TV Review: The Crown, Series 2

A quick whip through Series 2 of The Crown

“History is not made by those who did nothing”

Do I still love The Crown? Yes. Do I still find it a little hard to muster enthusiasm about it until I’m watching it. Absolutely. It remains lavish prestige drama that carries little excitement about it and that’s perhaps inevitable as it trundles through the decades of the second half of the twentieth century, little dramatic surprise can really be sprung.

Instead, the thrills come from the script of Peter Morgan’s fantasia into the emotional life of our monarch, and a production that looks like the multi-millions of dollars that have been spent on it. Oh, and the cream of British acting talent popping in for a scene or two at an astonishingly high rate.

Anna Chancellor as Lady Rosse (Princess Margaret’s mother-in-law), John Heffernan’s Lord Altrincham, Janet Henfrey, Gemma Whelan, Ryan Sampson, Stella Gonet, Bertie Carvel…so many blink and miss ’em moments! At least we get the divine Sylvestra Le Touzel gracing a few episodes, if momentarily.

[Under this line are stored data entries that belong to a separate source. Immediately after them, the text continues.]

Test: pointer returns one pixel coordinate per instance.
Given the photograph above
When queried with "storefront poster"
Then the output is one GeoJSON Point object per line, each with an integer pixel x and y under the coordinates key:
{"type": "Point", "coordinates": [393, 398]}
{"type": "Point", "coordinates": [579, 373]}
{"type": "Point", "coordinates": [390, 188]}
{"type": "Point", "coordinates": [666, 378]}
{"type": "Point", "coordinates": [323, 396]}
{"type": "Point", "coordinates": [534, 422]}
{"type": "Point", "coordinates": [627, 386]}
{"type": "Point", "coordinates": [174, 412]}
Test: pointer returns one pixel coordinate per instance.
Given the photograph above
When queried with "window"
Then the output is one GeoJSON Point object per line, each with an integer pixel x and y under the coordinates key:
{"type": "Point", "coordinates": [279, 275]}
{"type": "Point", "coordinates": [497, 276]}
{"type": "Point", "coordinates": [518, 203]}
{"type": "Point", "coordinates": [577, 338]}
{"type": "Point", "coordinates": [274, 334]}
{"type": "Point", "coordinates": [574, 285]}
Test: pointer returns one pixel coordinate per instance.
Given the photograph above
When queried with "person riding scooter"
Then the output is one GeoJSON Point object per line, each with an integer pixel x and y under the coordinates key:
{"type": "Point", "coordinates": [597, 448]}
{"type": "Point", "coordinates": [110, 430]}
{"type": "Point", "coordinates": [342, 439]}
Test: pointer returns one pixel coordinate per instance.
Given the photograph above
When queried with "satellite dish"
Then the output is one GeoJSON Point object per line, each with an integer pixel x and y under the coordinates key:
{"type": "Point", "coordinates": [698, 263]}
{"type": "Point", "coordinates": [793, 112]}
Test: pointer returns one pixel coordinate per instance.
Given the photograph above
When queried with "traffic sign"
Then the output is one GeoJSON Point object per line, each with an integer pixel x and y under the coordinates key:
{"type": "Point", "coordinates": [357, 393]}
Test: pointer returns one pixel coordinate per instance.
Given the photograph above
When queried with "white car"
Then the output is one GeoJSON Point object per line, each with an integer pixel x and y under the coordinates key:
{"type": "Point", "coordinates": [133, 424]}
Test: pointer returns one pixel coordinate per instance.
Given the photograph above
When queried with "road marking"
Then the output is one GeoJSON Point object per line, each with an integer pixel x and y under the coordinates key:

The lead cast remain excellent though, benefitting from a touch more characterisation being built into this series, with marital strife coming to the fore. Claire Foy (such subtlety) and Matt Smith (such beard) both shine, together and apart, her travails with Jackie Kennedy and his sea voyage standing out, though the flashbacks to his early life are also powerful, a reminder that privilege isn’t always pain-free. One for lazy Sunday afternoons with a blanket on the sofa I think.